腫瘍が良性か悪性かの判断には超音波検査の他にも、CT検査、MRI検査、シンチグラフィーなどが用いられることもあります。また必要に応じて甲状腺機能や腫瘍マーカーを評価するために血液検査なども行われます。

検査技術の進歩もあり、甲状腺腫瘍についてはこれまで発見されにくかった10mm以下のごく小さなものまで発見できるようになりました。乳がん健診時の超音波検査の普及による結果とも考えられています。

主な治療方法

甲状腺嚢胞が発見された場合でも、多くの場合治療は行わずに経過観察となります。
なんらかの症状がある場合や腫瘍が大きくなる傾向がある場合には積極的な治療も検討されます。

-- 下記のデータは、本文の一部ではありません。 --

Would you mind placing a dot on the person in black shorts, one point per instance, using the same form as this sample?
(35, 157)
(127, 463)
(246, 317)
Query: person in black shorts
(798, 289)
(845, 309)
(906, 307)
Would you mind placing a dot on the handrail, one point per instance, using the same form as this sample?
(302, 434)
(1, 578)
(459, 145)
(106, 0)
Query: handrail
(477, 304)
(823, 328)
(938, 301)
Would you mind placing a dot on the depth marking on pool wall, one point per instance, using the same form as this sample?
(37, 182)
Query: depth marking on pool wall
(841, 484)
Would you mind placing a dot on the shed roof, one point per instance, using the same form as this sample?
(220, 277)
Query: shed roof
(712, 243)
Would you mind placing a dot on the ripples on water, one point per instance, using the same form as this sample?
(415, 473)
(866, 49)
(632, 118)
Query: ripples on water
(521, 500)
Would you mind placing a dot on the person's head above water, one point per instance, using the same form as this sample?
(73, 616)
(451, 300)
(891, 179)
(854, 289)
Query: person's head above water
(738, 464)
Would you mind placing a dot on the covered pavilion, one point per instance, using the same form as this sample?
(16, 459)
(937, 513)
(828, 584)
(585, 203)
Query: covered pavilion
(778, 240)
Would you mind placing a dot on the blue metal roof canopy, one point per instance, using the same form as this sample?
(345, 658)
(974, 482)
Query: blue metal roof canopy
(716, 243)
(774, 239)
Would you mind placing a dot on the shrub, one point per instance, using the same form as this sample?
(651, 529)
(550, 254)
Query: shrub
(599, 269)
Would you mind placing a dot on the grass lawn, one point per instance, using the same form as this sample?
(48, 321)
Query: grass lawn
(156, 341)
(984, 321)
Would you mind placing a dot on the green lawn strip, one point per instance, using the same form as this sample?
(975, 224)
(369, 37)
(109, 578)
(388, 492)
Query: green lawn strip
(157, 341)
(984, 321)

しこりが大きい場合には中の液体を注射器で吸い出してしこりを小さくする方法が採用されます。
この治療法を行っても繰り返し大きくなる場合にはエタノール注入療法と呼ばれる方法もあります。
これはしこりの内容液を吸引した後に嚢胞腔内にエタノールを少量注入する方法です。エタノールを注入するとしこり部分に炎症を起こすことができ、嚢胞腔をつぶすことができます。
大きな切開も不要で負担が少ない点がメリットです。注入後に熱感や軽い疼痛を生じることがありますが、患部を冷却することなどによって改善します。
エタノール注入療法はPEITとも呼ばれ、特に甲状腺嚢胞に対して効果が期待できる治療法です。
最終手段として考えられている手術療法では、片側に存在する腫瘍と同時に腫瘍が生じている甲状腺の半分を摘出する方法が一般的です。